We live in a time of great gaslighting on the state of the economy in the United States. President Donald Trump tells us that we are living in a “golden age” of economic prosperity. Trump has also said that if he were to give himself a grade on his economic policy, he’d give himself an “A-plus-plus-plus-plus-plus-plus.”
Yet many Americans continue to fall behind as price inflation rises, first-time homebuyers encounter soaring home prices, and employment growth has flatlined. Bankruptcies are rising and delinquencies on credit cards and auto loans are at the highest levels we’ve seen since the Great Recession. Wage growth is slowing, and shipping indices are rapidly falling to the levels we saw during the global financial crisis in 2009.
So how is this a “golden age”? Well, the answer is that it’s a golden age for some people. It’s a golden age for those who benefit in an inflationary economy. Those who already own immense amounts of assets are generally doing very well. Those who are in the financial sector and benefit more directly from monetary inflation continue to see big gains. Owners of multiple houses and huge portfolios of equities are doing fine. This is exactly what we’d expect to see after more than 15 years of inflationary monetary and fiscal policy that is specifically designed to bail out banks and keep prices high.
During this time, growth in the money supply has been momentous. Over the past five years, consumer prices have risen by more than 25%. Nearly $6 trillion of new money has been created since 2019. And nearly two-thirds of all the dollars now in existence were created in the past 15 years.
As we know from the insights of the Austrian School economists, and from pre-Austrian scholars like Richard Cantillon, monetary inflation does not affect everyone equally. Some get rich while many ordinary people see a rapidly rising cost of living.
Often this impacts younger and lower-income families the most. We’re seeing this now in stagnating labor markets. We see it in the average age of homeowners, which continues to rise rapidly. We see it in affordability indices for homebuyers, which are at some of the worst levels we’ve seen in decades.
But the effects of our inflationist economy go beyond mere statistics. As Guido Hülsmann has shown in his pioneering book The Ethics of Money Production, culture itself can change as sound money disappears and inflation dominates. Spending is rewarded more than saving. Short-term thinking makes more sense, and long-term planning appears to be foolhardy. The culture itself turns more to consumption rather than investment. Younger people are perhaps the most affected, as they have never known anything else.

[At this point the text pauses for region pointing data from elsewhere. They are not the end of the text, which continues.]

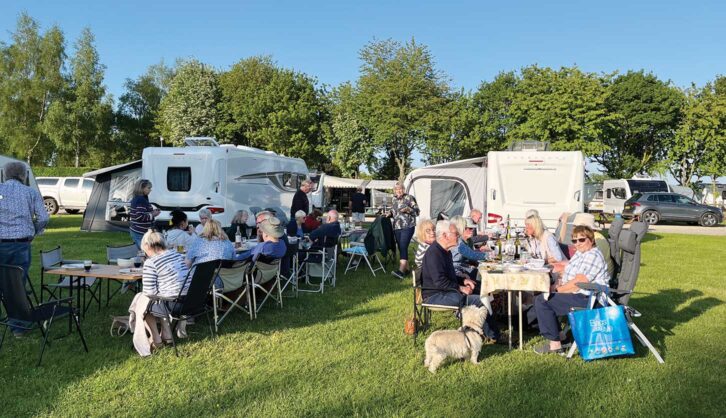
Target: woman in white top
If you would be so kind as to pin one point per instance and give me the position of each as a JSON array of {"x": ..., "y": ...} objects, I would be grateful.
[{"x": 542, "y": 243}]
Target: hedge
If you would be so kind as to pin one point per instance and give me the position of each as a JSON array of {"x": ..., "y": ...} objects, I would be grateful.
[{"x": 42, "y": 171}]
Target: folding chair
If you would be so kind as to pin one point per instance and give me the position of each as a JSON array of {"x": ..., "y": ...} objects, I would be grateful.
[
  {"x": 321, "y": 262},
  {"x": 172, "y": 310},
  {"x": 112, "y": 256},
  {"x": 629, "y": 244},
  {"x": 422, "y": 310},
  {"x": 235, "y": 287},
  {"x": 261, "y": 273},
  {"x": 53, "y": 259},
  {"x": 19, "y": 307}
]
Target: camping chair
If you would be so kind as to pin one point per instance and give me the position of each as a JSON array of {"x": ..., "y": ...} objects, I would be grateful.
[
  {"x": 358, "y": 251},
  {"x": 629, "y": 243},
  {"x": 183, "y": 307},
  {"x": 112, "y": 256},
  {"x": 235, "y": 287},
  {"x": 19, "y": 307},
  {"x": 53, "y": 259},
  {"x": 264, "y": 271},
  {"x": 321, "y": 262},
  {"x": 422, "y": 310}
]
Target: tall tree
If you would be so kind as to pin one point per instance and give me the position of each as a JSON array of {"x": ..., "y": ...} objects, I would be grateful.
[
  {"x": 644, "y": 113},
  {"x": 564, "y": 107},
  {"x": 399, "y": 94},
  {"x": 190, "y": 107},
  {"x": 30, "y": 80},
  {"x": 80, "y": 121},
  {"x": 274, "y": 108}
]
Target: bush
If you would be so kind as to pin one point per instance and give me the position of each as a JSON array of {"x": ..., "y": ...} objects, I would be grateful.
[{"x": 41, "y": 171}]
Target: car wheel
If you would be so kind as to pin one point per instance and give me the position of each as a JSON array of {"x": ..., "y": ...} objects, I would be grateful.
[
  {"x": 650, "y": 217},
  {"x": 51, "y": 206},
  {"x": 708, "y": 219}
]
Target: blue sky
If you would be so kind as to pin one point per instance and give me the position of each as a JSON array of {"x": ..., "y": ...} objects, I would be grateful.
[{"x": 682, "y": 41}]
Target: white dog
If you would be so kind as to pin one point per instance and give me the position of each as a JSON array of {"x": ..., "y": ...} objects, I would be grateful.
[{"x": 463, "y": 343}]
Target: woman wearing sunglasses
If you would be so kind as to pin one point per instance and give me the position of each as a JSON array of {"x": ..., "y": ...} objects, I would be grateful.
[{"x": 586, "y": 266}]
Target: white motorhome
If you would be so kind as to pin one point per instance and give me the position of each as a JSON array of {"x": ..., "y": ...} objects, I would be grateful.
[
  {"x": 221, "y": 178},
  {"x": 552, "y": 182},
  {"x": 618, "y": 191}
]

In this issue of The Misesian we look at how this kind of economy affects Gen Z and we look at what can be done to reclaim an economy based on saving, investing, and looking to the future. This will be of great economic and political importance going forward. John Maynard Keynes—the father of our hollowed-out inflationist economy—said that in the long run we are all dead. Keynes may not have cared about it, but those of us who have children, and who hope to have grandchildren someday, still care very much about the long run.
I suspect that many of our readers do too.